Visceral factors are negative emotions, drive states, and feeling states that grab people’s attention and motivate them to engage in specific behaviors (Loewenstein, 1996). The defining features of visceral factors include (1) direct hedonic impact, defined as the conscious and unconscious sensations that result from an experience (usually negative), and (2) an effect on the relative desirability of different goods and actions (Loewenstein, 1996).
Imbalances between perceived self-interest and behavior result from visceral factors and can cause people to willingly behave in ways incongruent with their long-term goals and interests (Loewenstein, 1996). For example, someone who is thirsty will be motivated to quench this aversive feeling as quickly as possible. Visceral factors are often influenced by sensory cues such as sight, sound, or smell to trigger a craving.

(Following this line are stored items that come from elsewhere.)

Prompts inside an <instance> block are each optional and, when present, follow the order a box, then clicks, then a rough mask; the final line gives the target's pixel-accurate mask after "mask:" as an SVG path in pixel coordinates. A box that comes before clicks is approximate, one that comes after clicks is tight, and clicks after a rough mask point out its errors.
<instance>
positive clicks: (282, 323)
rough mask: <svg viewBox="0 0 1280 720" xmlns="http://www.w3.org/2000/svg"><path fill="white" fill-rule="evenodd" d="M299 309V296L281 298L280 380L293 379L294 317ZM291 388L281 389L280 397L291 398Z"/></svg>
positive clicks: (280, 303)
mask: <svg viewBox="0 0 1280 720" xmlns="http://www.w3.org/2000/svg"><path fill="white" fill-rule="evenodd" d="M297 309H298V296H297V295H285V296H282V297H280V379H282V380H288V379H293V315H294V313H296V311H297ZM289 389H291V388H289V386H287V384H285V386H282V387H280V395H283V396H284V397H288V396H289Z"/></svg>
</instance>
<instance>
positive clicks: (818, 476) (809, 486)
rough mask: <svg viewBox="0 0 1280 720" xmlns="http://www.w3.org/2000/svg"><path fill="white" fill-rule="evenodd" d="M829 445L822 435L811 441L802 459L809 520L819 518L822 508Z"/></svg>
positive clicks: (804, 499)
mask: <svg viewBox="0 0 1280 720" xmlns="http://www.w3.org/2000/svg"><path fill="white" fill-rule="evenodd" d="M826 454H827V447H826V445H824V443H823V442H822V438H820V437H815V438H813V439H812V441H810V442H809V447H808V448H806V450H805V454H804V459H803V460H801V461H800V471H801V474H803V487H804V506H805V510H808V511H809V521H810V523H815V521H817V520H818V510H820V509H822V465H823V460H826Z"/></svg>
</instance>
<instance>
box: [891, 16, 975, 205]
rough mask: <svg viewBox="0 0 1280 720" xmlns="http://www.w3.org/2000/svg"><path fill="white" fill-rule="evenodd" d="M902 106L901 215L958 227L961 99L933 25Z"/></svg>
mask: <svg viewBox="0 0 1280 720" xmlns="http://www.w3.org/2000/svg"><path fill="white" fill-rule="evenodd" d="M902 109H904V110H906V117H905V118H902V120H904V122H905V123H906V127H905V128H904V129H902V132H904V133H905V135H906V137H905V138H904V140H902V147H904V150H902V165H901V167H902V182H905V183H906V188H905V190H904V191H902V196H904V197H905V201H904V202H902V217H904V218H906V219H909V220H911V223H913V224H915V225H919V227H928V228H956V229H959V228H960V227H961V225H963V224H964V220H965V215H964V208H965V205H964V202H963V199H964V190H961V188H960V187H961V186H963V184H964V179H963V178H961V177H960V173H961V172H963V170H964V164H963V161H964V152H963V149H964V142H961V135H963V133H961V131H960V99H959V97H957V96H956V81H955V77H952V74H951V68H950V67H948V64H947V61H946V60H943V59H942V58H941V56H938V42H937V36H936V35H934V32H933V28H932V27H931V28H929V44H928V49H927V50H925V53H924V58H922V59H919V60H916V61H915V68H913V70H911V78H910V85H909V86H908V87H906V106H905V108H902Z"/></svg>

For example, the feeling of hunger makes food more desirable and predicts impulsive food behavior and decision-making based on convenience (Loewenstein, 1996).
Status quo framing occurs when a choice that is typically an alternative is placed in the status quo position while other choices become alternative options (Samuelson and Zackhauser, 1988). The “status quo” choice becomes a more frequent choice than it would have been had it simply been one of the alternatives. Related to this is the “default option,” which is the option provided if the consumer does not choose otherwise. Defaults can often become the status quo. At a fast-food restaurant, customers tend to stick to the default options such as fries or chips despite the availability of healthy options such as a salad or fruit (Kahneman, 2003). In addition, customers tend to drink sugary sodas even when other beverages such as water are available and can be self-dispensed. In addition to being unhealthy, these default options often come in large portion sizes. Outside of the fast-food arena, large portion sizes are also problematic in restaurants, supermarkets, and at home (Wansink et al., 2006).
Interventions in the field of behavioral economics should supplement findings from previous economic research. Since traditional economic research focuses primarily on prices, and supply and demand, and taxes on eating decisions, behavioral economics may provide further insight on the psychological, cognitive, and emotional influences on eating behaviors.
Although not an alternative to the existing interventions, behavioral economics may provide valuable information for effective policy change to
reduce the availability and promotion of foods high in sugar and fat.